Et pour cause. Après un retour triomphal en juillet 1994, Arafat constate que sa victoire a un goût d’inachevé. Le statut des populations palestiniennes ne change pas. Les territoires sont toujours bouclés, l’eau, sous monopole israélien, est rationnée, les destructions des habitations palestiniennes par Tsahal continuent de plus belle. L’implantation et l’extension des colonies juives en territoire palestinien se poursuivent en dépit des accords d’Oslo et des résolutions de l’ONU. La proclamation d’un État palestinien avec Jérusalem-Est pour capitale et des outils de souveraineté dignes d’un État est remise en cause par l’intransigeance du gouvernement israélien qui, de plus, oppose un veto indiscutable au retour des Palestiniens en exil sous prétexte de menace démographique.
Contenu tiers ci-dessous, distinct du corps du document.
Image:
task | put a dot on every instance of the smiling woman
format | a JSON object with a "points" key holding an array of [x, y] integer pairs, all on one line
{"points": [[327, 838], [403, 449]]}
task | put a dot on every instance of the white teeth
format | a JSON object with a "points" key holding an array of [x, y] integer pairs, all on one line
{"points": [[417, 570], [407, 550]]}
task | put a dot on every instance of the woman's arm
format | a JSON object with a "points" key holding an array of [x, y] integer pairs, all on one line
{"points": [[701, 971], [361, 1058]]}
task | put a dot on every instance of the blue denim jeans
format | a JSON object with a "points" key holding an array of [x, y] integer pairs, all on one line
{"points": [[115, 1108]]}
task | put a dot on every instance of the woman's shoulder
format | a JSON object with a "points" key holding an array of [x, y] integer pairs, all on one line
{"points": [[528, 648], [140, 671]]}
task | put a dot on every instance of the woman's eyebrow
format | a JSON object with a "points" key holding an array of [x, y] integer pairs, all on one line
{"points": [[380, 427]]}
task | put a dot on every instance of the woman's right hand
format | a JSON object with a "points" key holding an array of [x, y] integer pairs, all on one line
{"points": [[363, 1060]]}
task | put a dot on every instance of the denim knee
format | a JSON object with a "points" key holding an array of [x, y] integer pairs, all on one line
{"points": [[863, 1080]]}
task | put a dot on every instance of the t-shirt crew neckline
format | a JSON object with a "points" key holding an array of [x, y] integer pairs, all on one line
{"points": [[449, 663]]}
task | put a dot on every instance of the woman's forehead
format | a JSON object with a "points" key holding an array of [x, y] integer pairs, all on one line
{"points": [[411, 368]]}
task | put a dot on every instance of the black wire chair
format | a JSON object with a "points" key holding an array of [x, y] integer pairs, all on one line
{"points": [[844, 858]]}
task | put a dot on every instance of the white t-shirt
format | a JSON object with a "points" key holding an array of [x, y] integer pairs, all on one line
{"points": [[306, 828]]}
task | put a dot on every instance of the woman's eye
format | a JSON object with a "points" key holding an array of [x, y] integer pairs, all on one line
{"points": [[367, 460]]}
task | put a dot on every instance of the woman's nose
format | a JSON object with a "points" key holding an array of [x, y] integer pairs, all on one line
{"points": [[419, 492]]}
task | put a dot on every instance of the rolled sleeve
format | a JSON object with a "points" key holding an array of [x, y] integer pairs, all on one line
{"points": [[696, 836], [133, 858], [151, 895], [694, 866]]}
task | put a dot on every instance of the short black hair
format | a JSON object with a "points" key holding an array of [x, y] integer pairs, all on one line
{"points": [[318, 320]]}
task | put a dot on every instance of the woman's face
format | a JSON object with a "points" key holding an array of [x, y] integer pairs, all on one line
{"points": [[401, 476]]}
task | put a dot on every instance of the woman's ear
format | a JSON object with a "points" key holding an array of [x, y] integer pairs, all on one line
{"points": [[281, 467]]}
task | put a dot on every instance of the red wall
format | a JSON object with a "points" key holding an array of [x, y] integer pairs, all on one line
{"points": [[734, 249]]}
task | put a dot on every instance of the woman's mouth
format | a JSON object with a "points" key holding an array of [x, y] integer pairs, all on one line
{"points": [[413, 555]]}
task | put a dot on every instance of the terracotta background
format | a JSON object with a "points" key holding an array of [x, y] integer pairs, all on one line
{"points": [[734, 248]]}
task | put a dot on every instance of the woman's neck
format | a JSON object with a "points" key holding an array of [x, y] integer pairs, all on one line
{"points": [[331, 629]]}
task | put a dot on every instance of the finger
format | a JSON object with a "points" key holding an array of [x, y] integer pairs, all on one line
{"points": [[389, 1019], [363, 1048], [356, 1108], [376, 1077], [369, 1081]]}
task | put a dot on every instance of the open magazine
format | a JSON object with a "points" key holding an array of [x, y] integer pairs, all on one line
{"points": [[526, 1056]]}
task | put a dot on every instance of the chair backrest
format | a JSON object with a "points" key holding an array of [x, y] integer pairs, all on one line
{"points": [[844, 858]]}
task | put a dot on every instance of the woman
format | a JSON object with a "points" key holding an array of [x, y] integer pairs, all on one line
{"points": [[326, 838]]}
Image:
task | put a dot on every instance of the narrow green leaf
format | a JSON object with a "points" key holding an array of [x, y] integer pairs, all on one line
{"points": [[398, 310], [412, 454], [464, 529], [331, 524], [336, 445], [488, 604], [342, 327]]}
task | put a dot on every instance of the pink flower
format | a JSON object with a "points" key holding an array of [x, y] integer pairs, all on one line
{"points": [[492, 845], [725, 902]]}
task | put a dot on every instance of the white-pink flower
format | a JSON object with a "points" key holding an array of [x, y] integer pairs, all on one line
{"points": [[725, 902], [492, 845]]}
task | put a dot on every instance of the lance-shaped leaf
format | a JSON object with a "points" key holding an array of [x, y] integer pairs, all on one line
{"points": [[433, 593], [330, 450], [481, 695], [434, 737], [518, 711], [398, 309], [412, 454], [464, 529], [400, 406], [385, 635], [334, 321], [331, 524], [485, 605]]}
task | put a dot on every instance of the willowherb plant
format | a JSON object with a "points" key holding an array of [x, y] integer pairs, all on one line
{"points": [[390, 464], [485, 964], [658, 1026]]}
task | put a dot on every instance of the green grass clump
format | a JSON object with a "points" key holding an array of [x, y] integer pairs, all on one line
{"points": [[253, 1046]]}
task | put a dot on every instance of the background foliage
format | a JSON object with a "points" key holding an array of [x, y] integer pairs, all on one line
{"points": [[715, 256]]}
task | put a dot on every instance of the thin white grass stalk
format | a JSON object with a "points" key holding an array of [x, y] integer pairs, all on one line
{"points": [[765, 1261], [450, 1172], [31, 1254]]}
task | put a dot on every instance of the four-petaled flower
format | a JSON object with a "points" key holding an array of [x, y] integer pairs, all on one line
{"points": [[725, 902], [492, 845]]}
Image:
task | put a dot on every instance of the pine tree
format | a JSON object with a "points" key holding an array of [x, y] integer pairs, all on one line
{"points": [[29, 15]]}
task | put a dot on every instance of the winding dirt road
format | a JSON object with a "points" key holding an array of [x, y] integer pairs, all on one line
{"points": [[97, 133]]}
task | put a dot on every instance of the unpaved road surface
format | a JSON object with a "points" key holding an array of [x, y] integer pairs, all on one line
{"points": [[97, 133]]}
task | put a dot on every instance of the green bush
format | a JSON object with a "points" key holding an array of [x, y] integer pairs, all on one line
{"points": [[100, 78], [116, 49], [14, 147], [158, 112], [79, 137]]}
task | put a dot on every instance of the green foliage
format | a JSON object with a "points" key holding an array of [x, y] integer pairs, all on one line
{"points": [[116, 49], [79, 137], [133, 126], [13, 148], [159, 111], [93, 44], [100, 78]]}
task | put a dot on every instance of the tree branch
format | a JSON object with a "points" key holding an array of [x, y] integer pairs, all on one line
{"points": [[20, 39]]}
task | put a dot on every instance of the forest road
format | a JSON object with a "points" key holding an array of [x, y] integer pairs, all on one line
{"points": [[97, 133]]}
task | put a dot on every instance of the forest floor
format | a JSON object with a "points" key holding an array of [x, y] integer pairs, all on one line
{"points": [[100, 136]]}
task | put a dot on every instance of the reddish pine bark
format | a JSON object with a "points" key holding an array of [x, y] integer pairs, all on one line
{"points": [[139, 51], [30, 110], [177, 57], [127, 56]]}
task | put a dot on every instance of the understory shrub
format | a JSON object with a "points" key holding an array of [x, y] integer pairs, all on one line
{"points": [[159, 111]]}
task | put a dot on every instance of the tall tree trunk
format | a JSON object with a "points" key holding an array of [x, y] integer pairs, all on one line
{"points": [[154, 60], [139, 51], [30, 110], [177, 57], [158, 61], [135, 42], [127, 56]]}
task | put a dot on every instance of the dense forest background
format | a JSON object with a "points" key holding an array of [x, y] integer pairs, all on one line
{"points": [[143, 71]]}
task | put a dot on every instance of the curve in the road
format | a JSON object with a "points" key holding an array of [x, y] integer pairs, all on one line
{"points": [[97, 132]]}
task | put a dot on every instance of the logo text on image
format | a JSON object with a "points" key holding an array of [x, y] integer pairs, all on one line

Le processus de paix est bloqué.

Seconde Intifada en septembre 2000. Les images, montrant les chars et les soldats israéliens tirant à balles réelles sur des enfants, secouent une opinion publique internationale qui commence à douter des considérations sécuritaires israéliennes. La riposte d’Israël est jugée disproportionnée. Européens, Russes et Américains haussent le ton à l’endroit des dirigeants israéliens. Arafat tient désormais entre ses mains le destin des gouvernements israéliens qui se succèdent dans la panique jusqu’à l’arrivée de Sharon.

L’arrivée de Sharon, puis les attentats du 11 septembre rendant suspecte toute action violente, vont sérieusement perturber les plans d’Arafat.

Pressé par la rue qui ne supporte plus de faire les frais d’un marché de dupes, le vieux leader accentue la pression, mais provoque l’union sacrée en Israël. Ariel Sharon joue provocation sur provocation. La rue s’enflamme. L’Intifada fait plus d’un millier de morts.
Arafat peut bien calmer la fureur de la rue, mais il exige une compensation politique conformément aux accords d’Oslo et un retour à la table de négociation. Israël fait la sourde oreille et, avec le feu vert américain, joue le tout sécuritaire et exige le départ d’Arafat.

Silence

En représailles, les institutions palestiniennes sont rasées par les F16 israéliens et les cadres palestiniens assassinés, les camps palestiniens dévastés par les chars de Tsahal. Arafat ordonne l’arrêt des attaques contre les civils israéliens, mais refuse de céder aux menaces israéliennes et américaines qui le somment de réprimer davantage les organisations palestiniennes au risque de mettre en péril la cohésion nationale palestinienne et de provoquer une guerre civile. En clair, l’unique alternative proposée au leader palestinien aujourd’hui est de réduire au silence son propre camp.

Mieux que quiconque, Arafat sait que la coalition de Sharon tiendra bon tant qu’elle bénéficiera du soutien inconditionnel des Américains, du silence des Arabes et du profil bas des Européens.

Les prochaines élections n’auront lieu en Israël qu’en 2003, le vieux raïs ne peut qu’espérer un sursaut de l’intérieur d’Israël qui balaierait Sharon. Le pourrissement actuel de la situation joue en faveur d’Arafat et non en faveur de Sharon. Au risque certes de donner l’impression de n’être que l’ombre de lui-même aux yeux des Palestiniens, il sait qu’il n’a d’autres choix que de résister aux pressions de Sharon dont la logique de guerre finira par atteindre ses limites. Pour l’instant, Arafat réitère sa disponibilité à une reprise des négociations, convaincu que la paix est encore possible et que, contrairement aux apparences et à une diabolisation empruntée aux circonstances, les Palestiniens, broyés par un demi-siècle de guerre et d’injustice, sont acquis dans leur immense majorité à l’idée de faire la paix avec Israël.


Abdelkrim Debbih, journaliste. Collaboration spéciale.